Y falta a la verdad quien afirme que por ser morena o por haber sido esclava no se ocupó de dejar bien indicadas sus últimas voluntades. Sin buscar mucho dimos con una taleguilla de paño oscuro que contenía un rollo de papeles, unos cuantos objetos menudos y un aviso que ella misma había mandado redactar: en él disponía que, tras su muerte, nadie en la casa vistiese luto y que su funeral fuese alegre, que era su voluntad ser amortajada “en lienso blanco a imitasión del de Cristo Nuestro Señor y que en el día de mi fallesimiento se me diga una misa de cuerpo presente y al siguiente vigilia de tres lecciones”; solicitaba salir de la casa llevada “en las andas de la Perpetua Misericordia”, que acompañasen su cuerpo el cura y un sacristán de la parroquia con cruz baja y pocos monaguillos; que, camino del cementerio, se le hiciesen tres pasos con música de timbales y que la sepultasen en tierra cristiana de su propiedad.
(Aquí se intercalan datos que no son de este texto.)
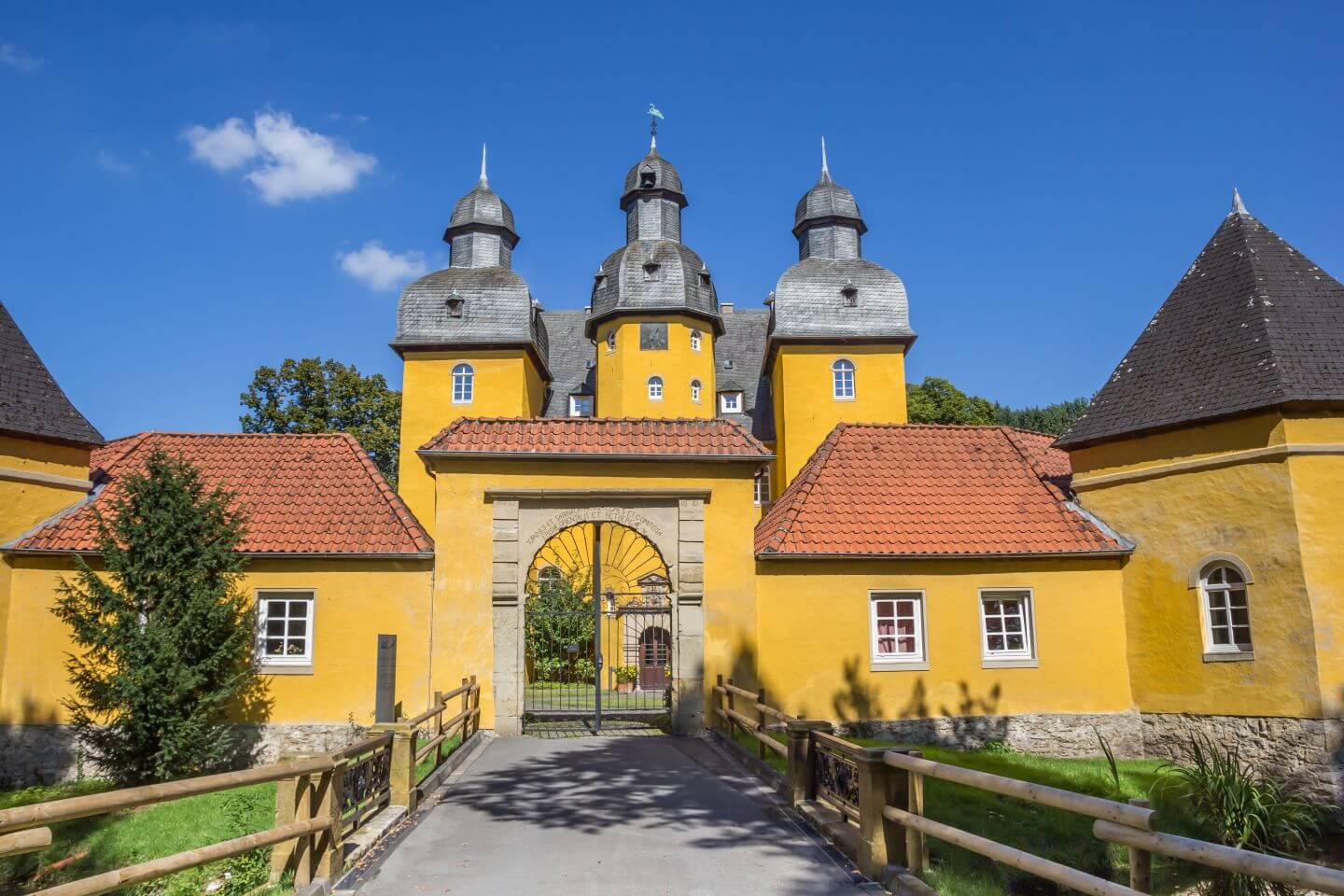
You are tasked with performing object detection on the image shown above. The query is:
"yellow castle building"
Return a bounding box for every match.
[0,145,1344,796]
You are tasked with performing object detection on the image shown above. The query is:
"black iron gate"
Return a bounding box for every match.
[523,588,673,730]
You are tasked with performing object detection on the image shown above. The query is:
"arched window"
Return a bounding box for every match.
[453,364,476,404]
[1198,562,1252,654]
[831,357,853,400]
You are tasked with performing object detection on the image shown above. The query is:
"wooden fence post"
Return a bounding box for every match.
[1129,799,1154,893]
[785,719,834,806]
[855,747,908,880]
[726,677,738,740]
[906,749,929,877]
[369,721,419,814]
[757,688,764,762]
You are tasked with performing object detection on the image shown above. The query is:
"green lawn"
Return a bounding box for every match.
[734,732,1200,896]
[0,780,287,896]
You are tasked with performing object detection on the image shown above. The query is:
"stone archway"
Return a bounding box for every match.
[489,492,705,735]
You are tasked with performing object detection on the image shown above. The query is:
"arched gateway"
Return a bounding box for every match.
[523,521,676,730]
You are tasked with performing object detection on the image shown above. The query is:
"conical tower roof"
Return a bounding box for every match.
[1057,192,1344,447]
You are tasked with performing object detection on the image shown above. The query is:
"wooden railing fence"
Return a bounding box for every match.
[714,676,1344,896]
[0,676,482,896]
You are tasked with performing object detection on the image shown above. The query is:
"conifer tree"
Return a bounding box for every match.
[52,452,256,783]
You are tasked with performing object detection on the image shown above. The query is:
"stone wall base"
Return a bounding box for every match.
[0,722,367,787]
[837,710,1143,756]
[1142,712,1344,806]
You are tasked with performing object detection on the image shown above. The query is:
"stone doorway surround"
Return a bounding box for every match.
[485,489,709,736]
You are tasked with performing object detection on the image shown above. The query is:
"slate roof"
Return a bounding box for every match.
[770,258,916,342]
[755,423,1131,557]
[714,308,774,442]
[587,239,721,337]
[0,295,102,444]
[6,432,434,556]
[793,169,868,236]
[541,310,596,416]
[419,416,773,461]
[443,177,517,244]
[1057,198,1344,449]
[392,266,550,364]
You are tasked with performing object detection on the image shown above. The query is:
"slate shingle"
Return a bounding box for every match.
[1057,204,1344,447]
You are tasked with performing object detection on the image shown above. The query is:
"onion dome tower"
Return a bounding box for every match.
[764,138,916,489]
[392,147,551,521]
[584,133,723,416]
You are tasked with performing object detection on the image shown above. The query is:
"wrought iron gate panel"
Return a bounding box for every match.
[523,591,675,719]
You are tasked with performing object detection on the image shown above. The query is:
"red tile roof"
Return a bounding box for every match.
[755,423,1130,556]
[421,416,772,461]
[9,432,434,554]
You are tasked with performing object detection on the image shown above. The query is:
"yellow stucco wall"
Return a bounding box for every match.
[0,435,89,541]
[596,315,718,418]
[0,554,429,725]
[1071,413,1344,718]
[434,458,758,728]
[397,349,546,525]
[770,343,908,497]
[752,557,1133,721]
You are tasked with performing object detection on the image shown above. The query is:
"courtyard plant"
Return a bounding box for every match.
[52,452,257,785]
[1163,735,1320,896]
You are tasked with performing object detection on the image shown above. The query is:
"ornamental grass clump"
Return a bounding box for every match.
[1163,736,1319,896]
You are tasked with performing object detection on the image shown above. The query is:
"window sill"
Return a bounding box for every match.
[257,663,314,676]
[980,657,1041,669]
[868,660,929,672]
[1204,651,1255,663]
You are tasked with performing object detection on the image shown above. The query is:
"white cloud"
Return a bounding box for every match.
[337,239,428,290]
[0,43,43,71]
[183,111,378,205]
[183,119,258,171]
[98,149,138,177]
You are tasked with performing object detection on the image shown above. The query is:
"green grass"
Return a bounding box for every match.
[0,780,287,896]
[734,731,1201,896]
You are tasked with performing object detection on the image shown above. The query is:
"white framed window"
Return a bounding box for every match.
[257,590,317,667]
[453,364,476,404]
[980,588,1036,666]
[570,395,593,416]
[868,591,929,667]
[831,357,853,401]
[751,466,770,507]
[1198,563,1254,660]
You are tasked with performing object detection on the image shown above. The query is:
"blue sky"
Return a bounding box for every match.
[0,3,1344,437]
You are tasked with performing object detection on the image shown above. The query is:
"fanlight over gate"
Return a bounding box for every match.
[525,523,676,727]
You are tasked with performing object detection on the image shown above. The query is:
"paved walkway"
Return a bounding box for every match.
[358,737,861,896]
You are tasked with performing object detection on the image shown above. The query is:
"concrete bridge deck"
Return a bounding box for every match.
[358,736,873,896]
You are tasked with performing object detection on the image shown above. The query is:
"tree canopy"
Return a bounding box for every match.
[906,376,1087,435]
[52,452,256,783]
[238,357,402,487]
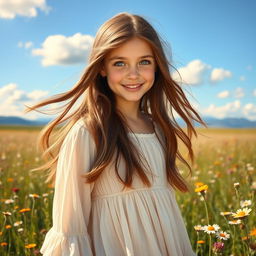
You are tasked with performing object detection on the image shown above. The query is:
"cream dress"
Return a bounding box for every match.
[40,119,195,256]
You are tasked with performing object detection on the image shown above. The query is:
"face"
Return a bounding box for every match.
[101,38,156,109]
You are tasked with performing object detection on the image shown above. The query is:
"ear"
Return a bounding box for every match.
[100,68,107,77]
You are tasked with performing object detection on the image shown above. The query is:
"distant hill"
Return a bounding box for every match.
[0,116,50,126]
[0,116,256,128]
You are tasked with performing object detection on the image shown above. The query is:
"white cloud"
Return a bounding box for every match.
[210,68,232,82]
[242,103,256,120]
[202,100,241,118]
[18,41,33,49]
[172,60,210,85]
[235,87,244,98]
[32,33,94,66]
[217,91,230,99]
[0,0,51,19]
[0,83,48,119]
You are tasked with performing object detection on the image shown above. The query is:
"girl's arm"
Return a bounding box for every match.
[40,123,94,256]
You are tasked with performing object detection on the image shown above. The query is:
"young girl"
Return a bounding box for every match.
[28,13,204,256]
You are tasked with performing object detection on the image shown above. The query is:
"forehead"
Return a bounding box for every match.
[107,37,153,59]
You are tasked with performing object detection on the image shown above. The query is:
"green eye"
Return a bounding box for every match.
[140,60,151,65]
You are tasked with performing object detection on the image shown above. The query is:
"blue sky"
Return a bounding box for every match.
[0,0,256,120]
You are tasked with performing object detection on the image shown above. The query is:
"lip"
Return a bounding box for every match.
[122,83,143,92]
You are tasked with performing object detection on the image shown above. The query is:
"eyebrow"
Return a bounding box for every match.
[109,55,154,61]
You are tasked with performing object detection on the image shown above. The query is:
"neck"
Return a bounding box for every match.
[117,102,141,121]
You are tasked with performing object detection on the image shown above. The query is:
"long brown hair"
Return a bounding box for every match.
[25,13,205,192]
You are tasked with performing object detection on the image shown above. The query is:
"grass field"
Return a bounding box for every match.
[0,127,256,256]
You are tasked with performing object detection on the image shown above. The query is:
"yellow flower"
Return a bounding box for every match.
[25,244,36,249]
[19,208,30,213]
[249,228,256,236]
[195,185,208,192]
[232,207,252,219]
[228,220,241,225]
[217,231,230,240]
[194,225,204,231]
[29,194,40,198]
[240,200,252,208]
[2,212,12,216]
[195,182,204,188]
[220,212,233,216]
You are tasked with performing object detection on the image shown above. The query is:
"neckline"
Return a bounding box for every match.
[128,119,156,137]
[128,132,156,137]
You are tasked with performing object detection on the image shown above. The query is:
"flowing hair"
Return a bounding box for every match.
[25,12,205,192]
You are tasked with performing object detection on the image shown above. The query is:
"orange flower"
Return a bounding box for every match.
[19,208,31,213]
[25,244,36,249]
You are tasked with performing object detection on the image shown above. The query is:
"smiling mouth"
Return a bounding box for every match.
[122,83,143,89]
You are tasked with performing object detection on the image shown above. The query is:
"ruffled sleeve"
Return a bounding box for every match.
[40,122,95,256]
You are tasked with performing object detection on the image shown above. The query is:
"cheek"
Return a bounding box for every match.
[108,71,123,84]
[141,68,155,81]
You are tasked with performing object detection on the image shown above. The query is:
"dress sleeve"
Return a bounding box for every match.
[40,123,95,256]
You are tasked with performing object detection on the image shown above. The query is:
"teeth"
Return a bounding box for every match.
[125,84,140,88]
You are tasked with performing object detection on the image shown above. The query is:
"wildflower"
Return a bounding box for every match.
[240,200,252,208]
[249,228,256,236]
[217,231,230,240]
[29,194,40,198]
[195,185,208,193]
[195,182,204,188]
[25,244,36,249]
[19,208,31,213]
[232,207,252,219]
[212,242,224,253]
[246,163,254,171]
[13,220,23,227]
[234,182,240,188]
[251,181,256,189]
[204,224,220,234]
[5,199,14,204]
[194,225,204,232]
[2,212,12,216]
[228,219,241,225]
[12,188,20,193]
[220,212,232,216]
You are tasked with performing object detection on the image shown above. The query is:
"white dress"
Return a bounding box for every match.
[40,120,195,256]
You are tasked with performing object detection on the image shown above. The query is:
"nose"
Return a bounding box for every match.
[128,66,139,78]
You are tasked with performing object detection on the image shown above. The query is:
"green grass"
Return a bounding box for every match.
[0,126,256,256]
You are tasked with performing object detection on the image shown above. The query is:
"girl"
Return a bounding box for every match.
[25,13,204,256]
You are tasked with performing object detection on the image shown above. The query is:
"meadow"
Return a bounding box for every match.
[0,127,256,256]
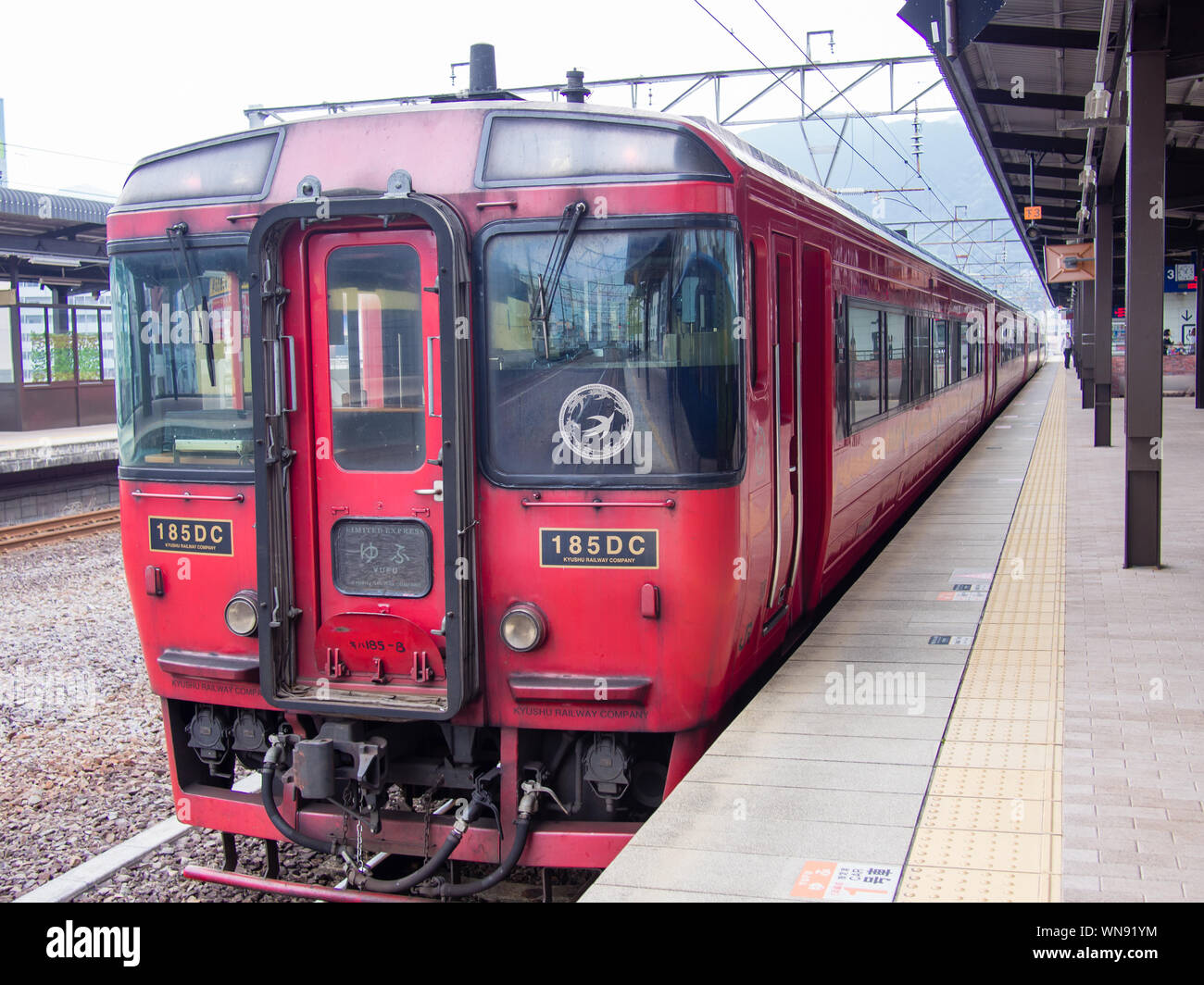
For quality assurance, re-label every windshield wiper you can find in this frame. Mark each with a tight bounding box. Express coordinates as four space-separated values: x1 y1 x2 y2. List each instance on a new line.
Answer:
168 223 217 387
531 203 586 360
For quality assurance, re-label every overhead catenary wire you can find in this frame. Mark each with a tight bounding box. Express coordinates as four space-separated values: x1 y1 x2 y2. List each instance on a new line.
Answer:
694 0 1021 287
741 0 1045 303
753 0 1025 283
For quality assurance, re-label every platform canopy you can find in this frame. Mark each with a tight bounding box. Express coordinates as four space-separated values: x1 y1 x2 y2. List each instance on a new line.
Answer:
0 187 112 292
899 0 1204 304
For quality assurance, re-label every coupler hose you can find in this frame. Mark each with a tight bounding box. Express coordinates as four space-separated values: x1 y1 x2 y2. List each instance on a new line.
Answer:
416 782 539 900
349 794 482 892
259 742 340 855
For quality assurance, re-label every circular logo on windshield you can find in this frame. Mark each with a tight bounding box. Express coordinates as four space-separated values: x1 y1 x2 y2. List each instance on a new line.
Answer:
560 383 635 461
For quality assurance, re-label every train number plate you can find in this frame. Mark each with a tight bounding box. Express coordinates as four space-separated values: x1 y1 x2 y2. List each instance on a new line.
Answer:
151 517 233 557
539 528 659 568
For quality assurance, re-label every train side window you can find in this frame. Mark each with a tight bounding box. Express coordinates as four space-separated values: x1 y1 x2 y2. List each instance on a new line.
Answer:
932 318 948 390
832 300 849 441
747 237 768 390
847 305 883 424
883 311 908 411
908 314 940 400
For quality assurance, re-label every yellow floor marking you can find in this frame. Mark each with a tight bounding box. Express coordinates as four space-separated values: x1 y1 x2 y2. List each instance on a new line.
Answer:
898 368 1066 902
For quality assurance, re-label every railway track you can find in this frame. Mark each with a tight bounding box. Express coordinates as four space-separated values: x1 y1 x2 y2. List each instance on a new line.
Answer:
0 505 120 550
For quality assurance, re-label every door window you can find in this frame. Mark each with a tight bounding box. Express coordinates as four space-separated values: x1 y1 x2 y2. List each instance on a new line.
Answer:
326 244 426 472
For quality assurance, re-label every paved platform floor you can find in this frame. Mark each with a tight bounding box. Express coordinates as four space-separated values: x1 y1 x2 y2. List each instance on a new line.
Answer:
583 365 1204 902
1062 373 1204 901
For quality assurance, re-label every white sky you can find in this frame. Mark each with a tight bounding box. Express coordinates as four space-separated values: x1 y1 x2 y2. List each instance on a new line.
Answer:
0 0 926 195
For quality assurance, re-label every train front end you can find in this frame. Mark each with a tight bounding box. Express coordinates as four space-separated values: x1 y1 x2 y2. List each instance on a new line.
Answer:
109 103 765 894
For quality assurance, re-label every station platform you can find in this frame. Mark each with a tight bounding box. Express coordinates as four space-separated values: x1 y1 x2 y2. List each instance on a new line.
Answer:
0 424 117 476
0 424 118 526
583 364 1204 902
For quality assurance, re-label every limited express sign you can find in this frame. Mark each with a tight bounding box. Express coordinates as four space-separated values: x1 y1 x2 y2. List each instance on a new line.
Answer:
539 528 659 568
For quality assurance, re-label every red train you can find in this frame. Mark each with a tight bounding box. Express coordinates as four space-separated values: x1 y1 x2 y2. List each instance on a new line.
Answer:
108 49 1039 896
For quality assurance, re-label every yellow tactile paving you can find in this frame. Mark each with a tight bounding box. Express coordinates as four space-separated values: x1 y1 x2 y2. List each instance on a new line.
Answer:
897 368 1066 902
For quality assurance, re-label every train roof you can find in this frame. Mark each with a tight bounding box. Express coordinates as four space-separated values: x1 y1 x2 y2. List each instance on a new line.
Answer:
116 100 1035 311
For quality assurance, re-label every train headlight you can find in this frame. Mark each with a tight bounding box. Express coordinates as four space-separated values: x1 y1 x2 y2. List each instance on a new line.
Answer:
501 602 548 653
225 592 259 636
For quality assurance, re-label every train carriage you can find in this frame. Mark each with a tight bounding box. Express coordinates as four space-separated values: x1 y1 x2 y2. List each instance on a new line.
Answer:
108 56 1039 894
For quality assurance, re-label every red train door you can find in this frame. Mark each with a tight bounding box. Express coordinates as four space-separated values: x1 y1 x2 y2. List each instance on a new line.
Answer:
766 233 799 614
308 230 450 708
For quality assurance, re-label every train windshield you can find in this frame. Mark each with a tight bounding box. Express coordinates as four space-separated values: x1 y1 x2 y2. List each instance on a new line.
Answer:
112 243 253 468
481 228 744 486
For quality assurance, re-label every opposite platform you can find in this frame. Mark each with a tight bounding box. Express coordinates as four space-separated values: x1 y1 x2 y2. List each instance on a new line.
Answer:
0 424 117 474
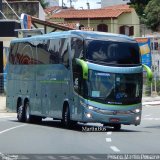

El escrito indicaba, incluso, las palabras que deseaba figurasen sobre su lápida:
Acá descansa desde el día…
Misterio del Cobre Montserrat Barthélemy.
Libre de color.
Yo lo tuve más que claro: todo se haría según su voluntad. Enseguida empezaron a llegar ofrecimientos. Para lo que pudiese necesitar, los vecinos me prestaban, cada familia, media docena de esclavos hasta el día del entierro. Las costureras de baratillo, que tantas y tantas jornadas había pasado Misterio planchando para ayudarlas, colaborarían con tortillas, frituras, refrescos y dulces. Los del cabildo africano proponían llevarla a su local y dispensarme las molestias del velorio; yo agradecí sinceramente la oferta pero la rechacé de plano: Misterio sería velada en casa y saldría del que fue su hogar a hombros, llevada por seis negros descalzos con levitas de colores, guantes y sombrero. Atravesaría por última vez la villa en un perfecto entierro, no de tres, sino de siete pasos, y habría africanas que clamarían su nombre y sus bonanzas en cada esquina que doblase el cortejo. Tendría su carreta fúnebre, su compás de tambores y sus canciones lastimeras. Que nadie me lo discutiese: Misterio gozaría muerta los honores que no pudo disfrutar en vida.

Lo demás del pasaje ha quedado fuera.